Lyrically, Only Life comprises something of a simultaneous internal/external monologue, the "you" in the lyrics as much a reference to the speaker as to any subject, though there definitely is a romantic subject at the heart of the matter. In the opening song that titles the album, Mercer sings "You could lock your doors / Close all your windows and / Hide away", both urging himself forward while trying to guide his paramour away from such denial.
So, too, in "Too Much" with its repeated chorus of "Got a ways to go / Too much to know", there's a sense of self-doubt but willful progress. The narrative perspective is one of constant unsettlement married to a persistent striving. In "Deep Fascination" Mercer "Find[s] inspiration / When I walk alone / Never really alone" while "Higher Ground" reveals a sense of destination "Be my light / By my side / If you dare / Be my guide."
This is incredibly adult rock 'n' roll, a rare, mature perspective on the frightening vulnerability of reaching out for someone. "Be yourself," Mercer whispers in "The Final Word", "Be yourself / You go on - it's alright." Mercer's lyrics are fragmentary, what Rick Moody calls "ghostly traces" in his excellent liner notes, and they function to recreate, through their simplicity, a greater depth of emotional complexity. The spastic, jubilant "Away" seems to offer the payoff, but it's not a simple one. Even successful seduction brings emotional upheaval and turmoil; this song whirls and roils us in dizzy ecstasy.
"Away" may be the perfect Feelies song, the encapsulation of everything they set out to do in their sonic philosophy. It's driving and ever so slightly off kilter, deliberately mining imperfection to create something absolutely perfect, and the live version available with the bonus download is even more frenetic. The song just builds and builds, and if there's a narrative, it's one of building tension. The release comes through the one-word chorus (can minimalist songwriting be any more brilliant?), a repeated call of "Away" that crowds upon itself, leaving no space, even, for a breath in between utterances. "Now we're really in deep", indeed. Only Life is the Feelies' masterpiece.
Yet 1991's follow-up Time for a Witness does not pale in comparison. Even though a smaller space of time passed between these than any other two Feelies records, Time for a Witness has its own distinctive character. Less an extension of the previous record, the album offers a more organic, live sound, offering up reflections upon all that had preceded it in the band's history.

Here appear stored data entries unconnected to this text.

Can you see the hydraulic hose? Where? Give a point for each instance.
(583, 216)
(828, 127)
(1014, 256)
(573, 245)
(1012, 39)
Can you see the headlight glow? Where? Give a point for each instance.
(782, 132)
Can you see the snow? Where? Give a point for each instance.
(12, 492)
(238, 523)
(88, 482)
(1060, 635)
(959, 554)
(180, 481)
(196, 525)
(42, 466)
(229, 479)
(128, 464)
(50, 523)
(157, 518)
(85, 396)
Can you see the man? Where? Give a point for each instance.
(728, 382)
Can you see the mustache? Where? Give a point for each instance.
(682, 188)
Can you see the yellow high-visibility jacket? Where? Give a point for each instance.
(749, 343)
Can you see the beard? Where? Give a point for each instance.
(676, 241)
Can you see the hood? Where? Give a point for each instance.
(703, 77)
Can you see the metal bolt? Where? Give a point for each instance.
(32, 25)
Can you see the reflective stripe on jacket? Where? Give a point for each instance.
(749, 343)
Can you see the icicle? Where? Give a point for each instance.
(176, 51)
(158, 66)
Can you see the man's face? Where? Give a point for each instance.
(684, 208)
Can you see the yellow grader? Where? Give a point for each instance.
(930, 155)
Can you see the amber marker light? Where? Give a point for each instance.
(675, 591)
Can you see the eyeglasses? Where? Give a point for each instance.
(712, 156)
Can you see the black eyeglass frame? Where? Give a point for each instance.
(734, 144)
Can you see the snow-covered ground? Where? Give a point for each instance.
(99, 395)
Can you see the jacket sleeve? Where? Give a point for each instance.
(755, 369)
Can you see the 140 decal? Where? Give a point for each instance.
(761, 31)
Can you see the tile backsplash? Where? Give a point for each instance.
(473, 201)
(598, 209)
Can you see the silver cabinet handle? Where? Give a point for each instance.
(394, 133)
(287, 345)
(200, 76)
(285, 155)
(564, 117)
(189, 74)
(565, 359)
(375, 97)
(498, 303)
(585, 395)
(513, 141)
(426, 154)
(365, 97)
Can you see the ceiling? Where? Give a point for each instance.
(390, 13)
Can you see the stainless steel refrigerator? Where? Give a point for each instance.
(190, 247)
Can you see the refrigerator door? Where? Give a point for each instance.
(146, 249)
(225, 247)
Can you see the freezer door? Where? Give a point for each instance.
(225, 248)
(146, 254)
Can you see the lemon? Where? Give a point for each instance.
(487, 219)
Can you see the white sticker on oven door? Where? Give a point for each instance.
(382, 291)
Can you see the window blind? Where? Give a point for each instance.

The instrumentation and playing, even Mercer's lyrics, are all more expansive than on Only Life, and it all works to make this record a fitting swan song. (Well, it was a hell of a swansong until 2011's excellent reunion album Here Before appeared out of nowhere).
Once again, Mercer's lyrics reflect upon maturity and the long roads traveled, as in "Waiting": Seventeen, really wired / Slow down, don't forget it / Burn out, if you let it". Meanwhile, "Time for Witness" even hints at a political message with its reference to "false smiling prophets" and the contention "we've made this a living hell". The romping "Sooner or Later" erases any anxiety with its reassuring trivialities in the joy of living, "Call me down / Don't make a fuss / Take the back seat / On the bus." Like on Only Life it's all a search for direction, sometimes to a place away and sometimes home; oftentimes, one gets the sense they can be the same place.
It's all back to that sense of freedom within confinement that beats at the heart of the Feelies' music. "What goes on in your mind" is the ultimate escape from life's troubles, because it is therein that one defines what is or isn't troubling. It's the hard-earned embrace of security, of confidence. It's also a fine justification for dancing.